In obstructive uropathy, the upper tracts are subjected to high pressures in the intrauterine life. This affects the development of the kidneys and cystic renal dysplasia ensues. However, protective mechanisms do exist to prevent this irreversible damage to the kidneys. These protective mechanisms include vesicoureteral reflux, bladder diverticuli and urine extravasation.2 Extravasation at the level of the fornices may result in urinoma formation around the kidneys, which may remain contained or communicate freely with the peritoneal cavity, leading to urinary ascites.

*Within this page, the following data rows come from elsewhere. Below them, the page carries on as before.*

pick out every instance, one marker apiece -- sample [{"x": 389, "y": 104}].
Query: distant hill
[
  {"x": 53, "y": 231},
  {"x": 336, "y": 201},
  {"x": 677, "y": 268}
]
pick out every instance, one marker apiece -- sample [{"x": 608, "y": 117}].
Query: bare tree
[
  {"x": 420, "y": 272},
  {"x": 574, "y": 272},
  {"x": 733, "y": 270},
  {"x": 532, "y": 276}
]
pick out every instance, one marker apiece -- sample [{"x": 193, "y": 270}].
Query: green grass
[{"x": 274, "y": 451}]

Urinary ascites is an emergency, as the peritoneal membrane acts as a filter and absorbs urea, creatinine and also allows the exchange of electrolytes. Typical blood biochemistry arises with the elevation of serum urea and creatinine, hyponatremia, and hyperkalemia. Thus, urinary ascites should be suspected in a neonate who presents with ascites and this blood biochemistry.3
USG is the first choice investigation as it clearly demonstrates the changes in the urinary tract and confirms ascites. Findings on USG include hydroureteronephrosis, urinomas, ascites, changes in bladder in the form of thickening of the bladder wall, diverticuli, and dilated posterior urethra.

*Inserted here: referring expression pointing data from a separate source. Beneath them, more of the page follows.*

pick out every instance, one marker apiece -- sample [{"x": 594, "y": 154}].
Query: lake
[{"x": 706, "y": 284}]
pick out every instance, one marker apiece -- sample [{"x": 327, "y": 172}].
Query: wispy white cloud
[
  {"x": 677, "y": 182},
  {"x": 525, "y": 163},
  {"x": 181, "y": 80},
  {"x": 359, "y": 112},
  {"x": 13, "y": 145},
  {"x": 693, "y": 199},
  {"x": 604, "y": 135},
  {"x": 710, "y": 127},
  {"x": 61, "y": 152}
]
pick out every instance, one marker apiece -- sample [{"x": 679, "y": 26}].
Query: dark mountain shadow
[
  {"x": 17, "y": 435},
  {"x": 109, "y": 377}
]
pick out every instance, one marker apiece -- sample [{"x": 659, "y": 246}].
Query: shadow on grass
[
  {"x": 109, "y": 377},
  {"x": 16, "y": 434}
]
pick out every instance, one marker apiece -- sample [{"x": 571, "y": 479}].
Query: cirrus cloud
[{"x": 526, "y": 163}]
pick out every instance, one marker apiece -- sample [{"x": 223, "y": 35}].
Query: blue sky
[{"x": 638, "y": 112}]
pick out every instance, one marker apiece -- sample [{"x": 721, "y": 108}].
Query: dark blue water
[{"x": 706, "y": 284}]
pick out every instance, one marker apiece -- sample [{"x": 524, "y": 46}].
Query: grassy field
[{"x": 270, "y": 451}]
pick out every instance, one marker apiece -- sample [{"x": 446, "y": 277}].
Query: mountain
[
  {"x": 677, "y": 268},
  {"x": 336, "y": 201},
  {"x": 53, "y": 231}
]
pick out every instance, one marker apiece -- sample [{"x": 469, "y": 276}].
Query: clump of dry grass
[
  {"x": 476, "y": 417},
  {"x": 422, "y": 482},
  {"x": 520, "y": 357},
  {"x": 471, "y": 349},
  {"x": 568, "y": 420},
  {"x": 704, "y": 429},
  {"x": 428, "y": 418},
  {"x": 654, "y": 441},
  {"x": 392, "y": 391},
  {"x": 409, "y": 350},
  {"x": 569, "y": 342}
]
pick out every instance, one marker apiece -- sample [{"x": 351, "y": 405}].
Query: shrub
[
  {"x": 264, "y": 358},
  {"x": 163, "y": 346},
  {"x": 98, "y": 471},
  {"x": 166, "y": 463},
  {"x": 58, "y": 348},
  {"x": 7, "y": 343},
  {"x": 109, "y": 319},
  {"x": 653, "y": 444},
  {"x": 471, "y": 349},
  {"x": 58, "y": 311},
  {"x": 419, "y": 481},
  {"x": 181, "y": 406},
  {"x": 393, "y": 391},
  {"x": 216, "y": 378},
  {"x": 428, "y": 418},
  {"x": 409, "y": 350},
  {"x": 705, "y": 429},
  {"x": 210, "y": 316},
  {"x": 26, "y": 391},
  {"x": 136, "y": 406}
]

VCUG is the modality of choice for demonstration of anatomy of the lower urinary tract, allowing confirmation of diagnosis of PUV, changes in the bladder, vesicoureteral reflux (VUR), and actual extravasation of the contrast from a rent in the bladder wall. Bladder changes for longstanding urethral obstruction include a large capacity or a contracted bladder with trabeculations, sacculations or diverticula. There may be associated bladder neck hypertrophy seen as narrowing at the bladder neck. Unilateral or bilateral VUR of varying grades with periureteral diverticula may also be noted. During voiding, fusiform dilatation of the posterior urethra is noted with abrupt narrowing at the level of the valves which may sometimes be noted as filling defects in the urinary stream. Associated findings in the dilated posterior urethra include enlarged verumontanum, thickened plicae colliculi and prominent superior mucosal plications.4
Although not indicated for diagnosis of PUV, renal isotope studies provide useful information about renal function lacking with other investigations and can differentiate obstructive from nonobstructive uropathy. Urinoma and urinary ascites can be identified in delayed images.4
Management has to be prompt with the basic aim of achieving decompression of the urinary tract. This may be accomplished by abdominal paracentesis, catheter drainage, or surgical exploration and repair of the bladder wall. Indications of abdominal paracentesis include respiratory distress and sepsis.5,6 Catheter drainage by urethral route with or without vesicostomy achieves healing in most patients in 10-14 days, following which the fulguration of the PUV is attempted. Catheter drainage fails in ruptures with large rents and continued leak, loculated ascites, and inadequate decompression of the upper tracts. These patients require surgical exploration, as in our patient, and repair of the defect. However, in our case, no defect could be identified in the bladder wall on surgical exploration, probably because of the marked hypertrophy of the bladder wall. A higher diversion in the form of bilateral loop ureterostomies could stabilize the patient. Prognosis depends on the age at diagnosis and the extent of changes in the urinary tract.
Acknowledgements
The authors reported no conflict of interest and no funding was received for this work.